HomeNatureBirdsLarge-billed Scrubwren: Charming Chirps of Melodic Masterpieces
Large-billed Scrubwren: Charming Chirps of Melodic Masterpieces
Description: The large-billed scrubwren (Sericornis magnirostra) lives in dense temperate subtropical or tropical moist lowland rainforests, like other plain brown scrubwrens. It is the most widespread in Australia, ranging down the entire east coast as far as the Dandenong-Donna Buang Ranges, Victoria.
In northeastern Queensland, it is ubiquitous, from the tableland rainforests to the tropical lowlands. Southwards, it becomes increasingly confined to pockets of subtropical rainforest, often along gullies, before petering out in Victoria. This is a passerine bird in the family Acanthizidae.
Habitat: Although sedentary and probably territorial when breeding, the scrubwrens commonly band together in small, loose feeding parties of five to ten birds. They move through the lower and middle branches of the forest, chattering constantly.
The large-billed scrubwren feeds most frequently in the canopies of each layer. However, they rarely descend into the lower shrub layer and almost never to the ground throughout their range.
They feed at heights between about three and 17 meters. Birds frequently begin low down and work upwards through the foliage, hanging vines, or along branches, sometimes suspended upside down while they glean insects off the substrate.
The crowns of the plants are frequently approached from the inside outward rather than the reverse. The scrub wrens rarely flutter at the foliage, as does the brown gerygone with which they share their feeding zone.
Food: As they flit rapidly about, they gather their food—insects and small snails—from leaves, twigs, spiders, ants, wasps, bark, dangling vines, beetles, liana tangles, or lawyer cane. Occasionally, they stop to search more closely for prey.
In the tropics, they are conspicuous in the foraging flocks of mixed species, which include Spectacled Monarchs and Little Shrike-thrushes. Each species in such a flock probably catches more insects than it would catch alone because the fluttering of more birds disturbs more insects.
Identification: Adults: Both sexes are similar. The upper parts are brown-olive, becoming darker and browner on the head and warmer brown on the rump; the tail is plain brown with brighter edges. The forehead vaguely scalloped with buff; wing quills edged pale green-buff; and the primary coverts dusky-edged pale buff Face pale brown with a faint rufous-buff wash of varying intensity around face and throat.
Underparts are greenish buff with a vaguely yellow wash, with more olive on the flanks. The eyes are red. Bill is a black, slightly upturned foot shade of pink horn. Moreover, immature birds are generally paler, with a heavier rufous or warm brown wash on the face and underparts. Eye brown with a smaller bill.

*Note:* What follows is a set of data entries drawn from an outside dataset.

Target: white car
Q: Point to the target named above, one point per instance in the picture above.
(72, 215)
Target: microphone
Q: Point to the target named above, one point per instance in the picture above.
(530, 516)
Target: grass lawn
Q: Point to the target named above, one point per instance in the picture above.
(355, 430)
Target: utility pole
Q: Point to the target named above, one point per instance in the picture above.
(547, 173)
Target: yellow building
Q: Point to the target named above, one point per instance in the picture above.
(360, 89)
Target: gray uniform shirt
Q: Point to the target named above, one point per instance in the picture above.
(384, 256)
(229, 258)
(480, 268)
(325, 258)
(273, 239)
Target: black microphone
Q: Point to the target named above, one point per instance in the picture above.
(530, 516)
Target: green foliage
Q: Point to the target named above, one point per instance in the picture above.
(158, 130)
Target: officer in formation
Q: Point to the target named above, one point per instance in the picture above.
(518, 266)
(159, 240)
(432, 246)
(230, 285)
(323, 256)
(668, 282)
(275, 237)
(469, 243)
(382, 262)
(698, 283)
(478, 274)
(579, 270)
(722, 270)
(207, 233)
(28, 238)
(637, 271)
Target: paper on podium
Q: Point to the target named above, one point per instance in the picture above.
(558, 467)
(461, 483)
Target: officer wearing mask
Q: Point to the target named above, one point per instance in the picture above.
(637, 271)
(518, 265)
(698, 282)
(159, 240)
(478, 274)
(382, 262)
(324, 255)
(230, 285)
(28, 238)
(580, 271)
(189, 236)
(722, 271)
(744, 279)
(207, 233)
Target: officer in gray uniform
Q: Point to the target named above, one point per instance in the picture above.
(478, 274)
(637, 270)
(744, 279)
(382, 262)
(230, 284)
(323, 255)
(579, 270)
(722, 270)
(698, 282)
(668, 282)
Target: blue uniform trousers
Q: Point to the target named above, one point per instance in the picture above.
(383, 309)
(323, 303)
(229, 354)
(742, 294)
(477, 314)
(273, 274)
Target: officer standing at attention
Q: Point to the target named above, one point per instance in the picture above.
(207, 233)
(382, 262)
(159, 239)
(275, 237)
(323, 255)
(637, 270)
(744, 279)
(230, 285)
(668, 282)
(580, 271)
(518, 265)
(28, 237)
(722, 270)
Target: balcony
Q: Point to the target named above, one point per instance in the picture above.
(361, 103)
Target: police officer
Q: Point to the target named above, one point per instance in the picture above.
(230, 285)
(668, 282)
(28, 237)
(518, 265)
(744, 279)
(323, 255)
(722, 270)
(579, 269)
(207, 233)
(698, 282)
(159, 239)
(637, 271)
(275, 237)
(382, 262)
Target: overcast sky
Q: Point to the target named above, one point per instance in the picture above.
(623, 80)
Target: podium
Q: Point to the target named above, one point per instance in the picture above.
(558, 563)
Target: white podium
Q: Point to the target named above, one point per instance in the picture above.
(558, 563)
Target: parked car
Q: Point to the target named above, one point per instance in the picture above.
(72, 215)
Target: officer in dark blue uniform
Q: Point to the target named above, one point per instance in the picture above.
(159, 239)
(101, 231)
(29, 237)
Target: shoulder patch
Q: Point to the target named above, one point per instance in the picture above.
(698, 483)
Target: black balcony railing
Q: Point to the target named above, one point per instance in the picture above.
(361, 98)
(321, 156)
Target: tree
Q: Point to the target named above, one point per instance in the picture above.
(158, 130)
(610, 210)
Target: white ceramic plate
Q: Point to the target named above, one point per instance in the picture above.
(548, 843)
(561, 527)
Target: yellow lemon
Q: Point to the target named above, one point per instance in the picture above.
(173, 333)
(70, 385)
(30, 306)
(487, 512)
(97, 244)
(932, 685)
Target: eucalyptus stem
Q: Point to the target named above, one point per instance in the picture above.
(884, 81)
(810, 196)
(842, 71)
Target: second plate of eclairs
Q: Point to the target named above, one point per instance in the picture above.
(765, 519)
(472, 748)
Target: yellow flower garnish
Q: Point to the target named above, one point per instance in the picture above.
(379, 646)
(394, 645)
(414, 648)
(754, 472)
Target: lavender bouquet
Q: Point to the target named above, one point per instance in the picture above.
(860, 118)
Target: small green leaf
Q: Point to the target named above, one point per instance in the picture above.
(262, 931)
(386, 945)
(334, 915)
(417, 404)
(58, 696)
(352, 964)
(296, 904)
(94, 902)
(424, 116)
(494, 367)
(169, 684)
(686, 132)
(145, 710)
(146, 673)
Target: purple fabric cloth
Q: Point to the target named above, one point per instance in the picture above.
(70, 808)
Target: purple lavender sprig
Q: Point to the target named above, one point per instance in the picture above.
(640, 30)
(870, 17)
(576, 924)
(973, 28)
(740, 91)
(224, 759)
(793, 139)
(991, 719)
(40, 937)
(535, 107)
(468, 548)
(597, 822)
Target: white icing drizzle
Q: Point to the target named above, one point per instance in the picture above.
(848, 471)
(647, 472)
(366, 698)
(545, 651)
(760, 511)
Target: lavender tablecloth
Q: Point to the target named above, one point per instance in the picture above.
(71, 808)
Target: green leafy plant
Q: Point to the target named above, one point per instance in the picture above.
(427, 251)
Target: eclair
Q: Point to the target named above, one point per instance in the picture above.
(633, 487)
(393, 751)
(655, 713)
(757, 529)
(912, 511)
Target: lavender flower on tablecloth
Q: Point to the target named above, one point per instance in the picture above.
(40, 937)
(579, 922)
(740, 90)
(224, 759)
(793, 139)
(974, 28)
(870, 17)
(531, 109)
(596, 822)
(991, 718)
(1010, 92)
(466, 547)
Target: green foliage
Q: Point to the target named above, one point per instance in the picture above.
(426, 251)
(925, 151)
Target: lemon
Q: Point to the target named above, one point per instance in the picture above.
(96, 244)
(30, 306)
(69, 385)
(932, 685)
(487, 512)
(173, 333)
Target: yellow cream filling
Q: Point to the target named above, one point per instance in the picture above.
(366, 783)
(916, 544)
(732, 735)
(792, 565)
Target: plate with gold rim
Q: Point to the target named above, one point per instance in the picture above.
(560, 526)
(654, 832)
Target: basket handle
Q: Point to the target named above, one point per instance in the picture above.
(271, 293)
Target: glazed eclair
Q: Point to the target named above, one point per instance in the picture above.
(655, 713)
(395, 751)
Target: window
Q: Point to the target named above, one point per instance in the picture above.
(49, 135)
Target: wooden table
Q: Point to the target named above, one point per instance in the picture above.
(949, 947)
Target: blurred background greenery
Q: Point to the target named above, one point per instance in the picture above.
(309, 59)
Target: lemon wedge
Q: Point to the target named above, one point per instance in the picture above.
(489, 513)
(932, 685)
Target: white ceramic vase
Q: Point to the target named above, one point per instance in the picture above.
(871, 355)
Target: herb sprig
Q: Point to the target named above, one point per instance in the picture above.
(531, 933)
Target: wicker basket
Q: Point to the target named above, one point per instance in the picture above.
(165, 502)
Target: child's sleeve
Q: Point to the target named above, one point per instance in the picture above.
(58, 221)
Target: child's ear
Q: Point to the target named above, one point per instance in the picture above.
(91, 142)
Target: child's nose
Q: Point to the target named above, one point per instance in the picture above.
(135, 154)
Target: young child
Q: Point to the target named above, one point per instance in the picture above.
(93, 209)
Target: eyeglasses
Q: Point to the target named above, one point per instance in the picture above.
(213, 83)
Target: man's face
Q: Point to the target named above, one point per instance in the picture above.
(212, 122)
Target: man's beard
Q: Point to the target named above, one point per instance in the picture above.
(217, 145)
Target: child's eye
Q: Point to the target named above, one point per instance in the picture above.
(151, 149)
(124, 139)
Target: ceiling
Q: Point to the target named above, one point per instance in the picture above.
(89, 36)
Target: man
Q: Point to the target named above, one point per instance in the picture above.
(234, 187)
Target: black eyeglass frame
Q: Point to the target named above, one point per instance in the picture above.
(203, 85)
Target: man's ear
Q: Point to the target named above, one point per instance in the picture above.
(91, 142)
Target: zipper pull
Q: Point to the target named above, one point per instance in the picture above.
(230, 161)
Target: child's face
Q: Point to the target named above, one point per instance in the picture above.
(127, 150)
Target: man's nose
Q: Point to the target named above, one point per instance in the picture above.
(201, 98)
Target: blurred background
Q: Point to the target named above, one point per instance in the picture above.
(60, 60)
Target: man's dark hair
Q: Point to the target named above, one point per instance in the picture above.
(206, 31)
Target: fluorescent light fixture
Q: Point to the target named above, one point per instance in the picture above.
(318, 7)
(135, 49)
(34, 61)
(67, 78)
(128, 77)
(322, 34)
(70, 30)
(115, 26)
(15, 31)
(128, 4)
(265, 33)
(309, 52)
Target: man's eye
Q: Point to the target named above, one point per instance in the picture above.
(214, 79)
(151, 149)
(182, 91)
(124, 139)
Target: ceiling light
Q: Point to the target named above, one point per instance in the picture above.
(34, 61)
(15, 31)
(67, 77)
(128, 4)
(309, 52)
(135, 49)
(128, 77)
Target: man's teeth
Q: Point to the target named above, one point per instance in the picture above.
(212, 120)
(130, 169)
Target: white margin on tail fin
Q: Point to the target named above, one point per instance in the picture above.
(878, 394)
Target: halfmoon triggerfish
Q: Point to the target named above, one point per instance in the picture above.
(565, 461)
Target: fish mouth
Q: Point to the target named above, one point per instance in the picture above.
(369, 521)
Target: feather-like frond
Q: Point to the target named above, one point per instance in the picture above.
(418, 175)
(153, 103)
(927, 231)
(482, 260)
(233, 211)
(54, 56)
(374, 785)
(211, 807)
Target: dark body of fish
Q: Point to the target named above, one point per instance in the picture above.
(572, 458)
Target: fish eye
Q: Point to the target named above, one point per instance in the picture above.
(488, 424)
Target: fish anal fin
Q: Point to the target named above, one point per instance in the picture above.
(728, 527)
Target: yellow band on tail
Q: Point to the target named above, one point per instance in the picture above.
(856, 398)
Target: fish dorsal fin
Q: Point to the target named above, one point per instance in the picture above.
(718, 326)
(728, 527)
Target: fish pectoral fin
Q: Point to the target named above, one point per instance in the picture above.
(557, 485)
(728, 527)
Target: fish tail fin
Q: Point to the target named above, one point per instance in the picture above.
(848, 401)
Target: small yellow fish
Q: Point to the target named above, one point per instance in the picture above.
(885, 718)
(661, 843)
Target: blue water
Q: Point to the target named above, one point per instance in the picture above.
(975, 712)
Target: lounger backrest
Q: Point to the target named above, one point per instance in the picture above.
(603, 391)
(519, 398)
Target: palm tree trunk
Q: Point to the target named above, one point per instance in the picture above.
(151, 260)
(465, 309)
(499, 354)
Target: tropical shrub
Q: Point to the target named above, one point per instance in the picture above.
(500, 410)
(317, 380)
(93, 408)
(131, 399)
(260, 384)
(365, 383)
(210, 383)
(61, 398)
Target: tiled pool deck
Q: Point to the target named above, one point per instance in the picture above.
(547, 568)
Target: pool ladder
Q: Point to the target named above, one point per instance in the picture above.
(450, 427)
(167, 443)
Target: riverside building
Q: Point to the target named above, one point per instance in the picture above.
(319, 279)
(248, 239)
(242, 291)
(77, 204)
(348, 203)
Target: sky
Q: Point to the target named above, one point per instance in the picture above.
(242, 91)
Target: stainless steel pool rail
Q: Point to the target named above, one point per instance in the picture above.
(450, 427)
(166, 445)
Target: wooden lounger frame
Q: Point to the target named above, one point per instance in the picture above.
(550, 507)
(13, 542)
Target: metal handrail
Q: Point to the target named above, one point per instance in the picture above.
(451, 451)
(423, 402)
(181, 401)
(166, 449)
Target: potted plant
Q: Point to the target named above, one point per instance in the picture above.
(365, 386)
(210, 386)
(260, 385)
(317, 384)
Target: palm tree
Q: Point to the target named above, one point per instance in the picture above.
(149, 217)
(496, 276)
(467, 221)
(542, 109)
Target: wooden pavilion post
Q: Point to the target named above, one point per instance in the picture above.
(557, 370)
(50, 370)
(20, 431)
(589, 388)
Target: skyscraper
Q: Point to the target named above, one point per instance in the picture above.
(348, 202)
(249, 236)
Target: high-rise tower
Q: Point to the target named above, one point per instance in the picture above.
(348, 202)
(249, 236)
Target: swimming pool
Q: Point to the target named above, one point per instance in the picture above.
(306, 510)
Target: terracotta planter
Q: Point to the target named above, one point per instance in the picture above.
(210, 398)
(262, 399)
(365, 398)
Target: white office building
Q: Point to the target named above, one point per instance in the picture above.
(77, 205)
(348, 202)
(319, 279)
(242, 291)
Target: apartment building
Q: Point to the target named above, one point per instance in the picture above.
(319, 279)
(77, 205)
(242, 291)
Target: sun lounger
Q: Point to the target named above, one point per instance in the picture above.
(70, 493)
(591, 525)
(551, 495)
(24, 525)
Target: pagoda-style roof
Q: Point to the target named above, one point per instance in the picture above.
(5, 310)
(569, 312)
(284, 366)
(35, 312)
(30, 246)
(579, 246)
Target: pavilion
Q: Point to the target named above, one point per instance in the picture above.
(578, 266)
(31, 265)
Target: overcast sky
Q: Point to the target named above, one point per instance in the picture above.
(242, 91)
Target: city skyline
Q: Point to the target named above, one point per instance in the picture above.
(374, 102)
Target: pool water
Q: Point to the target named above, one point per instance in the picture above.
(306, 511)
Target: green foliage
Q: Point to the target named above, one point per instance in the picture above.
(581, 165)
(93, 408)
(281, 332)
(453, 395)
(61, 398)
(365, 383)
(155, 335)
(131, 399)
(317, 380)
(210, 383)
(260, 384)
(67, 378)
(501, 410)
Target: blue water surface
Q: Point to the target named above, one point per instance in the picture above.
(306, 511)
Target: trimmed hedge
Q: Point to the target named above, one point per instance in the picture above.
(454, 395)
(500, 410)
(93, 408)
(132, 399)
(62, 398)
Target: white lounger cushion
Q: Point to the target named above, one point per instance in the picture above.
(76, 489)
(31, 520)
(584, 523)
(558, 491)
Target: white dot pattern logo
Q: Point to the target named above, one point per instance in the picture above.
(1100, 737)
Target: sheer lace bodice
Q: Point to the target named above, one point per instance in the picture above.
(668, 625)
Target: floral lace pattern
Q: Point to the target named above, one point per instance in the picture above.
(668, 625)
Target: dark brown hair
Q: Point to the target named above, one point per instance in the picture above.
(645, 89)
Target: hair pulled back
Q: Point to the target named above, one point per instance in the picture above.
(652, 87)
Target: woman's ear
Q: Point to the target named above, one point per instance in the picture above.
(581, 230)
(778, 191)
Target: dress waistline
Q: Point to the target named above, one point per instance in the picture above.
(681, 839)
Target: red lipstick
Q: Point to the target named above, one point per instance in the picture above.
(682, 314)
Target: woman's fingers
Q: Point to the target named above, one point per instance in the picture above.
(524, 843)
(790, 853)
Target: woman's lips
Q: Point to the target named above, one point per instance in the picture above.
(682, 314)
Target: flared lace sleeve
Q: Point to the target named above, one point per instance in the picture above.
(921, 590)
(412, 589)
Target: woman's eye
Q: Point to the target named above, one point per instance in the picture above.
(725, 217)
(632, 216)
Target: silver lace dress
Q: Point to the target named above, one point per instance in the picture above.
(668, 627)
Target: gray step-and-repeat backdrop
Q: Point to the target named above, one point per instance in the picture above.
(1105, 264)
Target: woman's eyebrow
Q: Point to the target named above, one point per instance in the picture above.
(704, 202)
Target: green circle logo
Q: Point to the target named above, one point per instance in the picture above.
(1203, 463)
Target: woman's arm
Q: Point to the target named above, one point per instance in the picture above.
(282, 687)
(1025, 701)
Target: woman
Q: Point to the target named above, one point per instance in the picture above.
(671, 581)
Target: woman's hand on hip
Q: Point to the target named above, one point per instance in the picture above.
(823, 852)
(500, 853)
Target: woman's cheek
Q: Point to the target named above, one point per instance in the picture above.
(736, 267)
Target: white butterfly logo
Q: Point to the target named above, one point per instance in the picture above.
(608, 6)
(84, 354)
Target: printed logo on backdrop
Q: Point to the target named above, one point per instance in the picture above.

Voice, Call, Song, Sound: The large-billed scrubwren call is a harsh chattering s-chew s-cheer repeated rapidly in contact and alarm, softer than churrs made by other east coast scrubwren’s. However, the Large-billed Scrubwren song is a soft-tinkling twitter sip-sip-sip.
Nesting: Large-billed Scrubwren breeds from July–January, sometimes June–February. The nest is an oval dome, with a side entrance of 25 mm diameter; of plant stems, fiber, rootlets, leaf skeletons, and moss; lined with fiber and feathers; placed in forks, vines, and tree crevices, from close to ground to 10 m high. Sometimes the old nest of the yellow-throated scrubwren is used.
In southern Queensland and New South Wales, however, where their nests have rarely been found, they occupy those of yellow-throated scrubwrens or even brown gerygones. These nests are often old and disused, but large-billed Scrubwrens usurp freshly built nests, depositing new lining over abandoned or infertile eggs of the earlier users. Group members sometimes help to feed the young.
Eggs: The clutch contains three to four lustrous, off-white to pale purple-brown, minutely speckled dark brown eggs. Forming zone at the larger end; oblong-oval, about 19 x 14 mm. In the lowlands of northern Queensland, where no other scrubwrens occur, large-billed eagles construct their own small nests.
Distribution: East coast and nearby ranges of the mainland, from Cooktown-Helenvale, Queensland, Kinglake to Dandenong-Donna Buang Ranges, near Melbourne. In rainforests and dense gullies in wetter eucalypt forests.
Races: There are two races: one Cooktown-Ingham, Qld; the other Clark Range, Qld, and south. A round of Cooktown apparently intergrades with Tropical Scrubwren, the forms of which may be treated as races of the large-billed.
Size: The average bird size is 11 to 13 cm and weighs around 10 g.
Similar Species: The Atherton Scrubwren (Sericornis keri), is alike; however, it is a bit slimmer and smaller with short legs. Atherton Scrubwren tends to feed on the ground or a few meters above.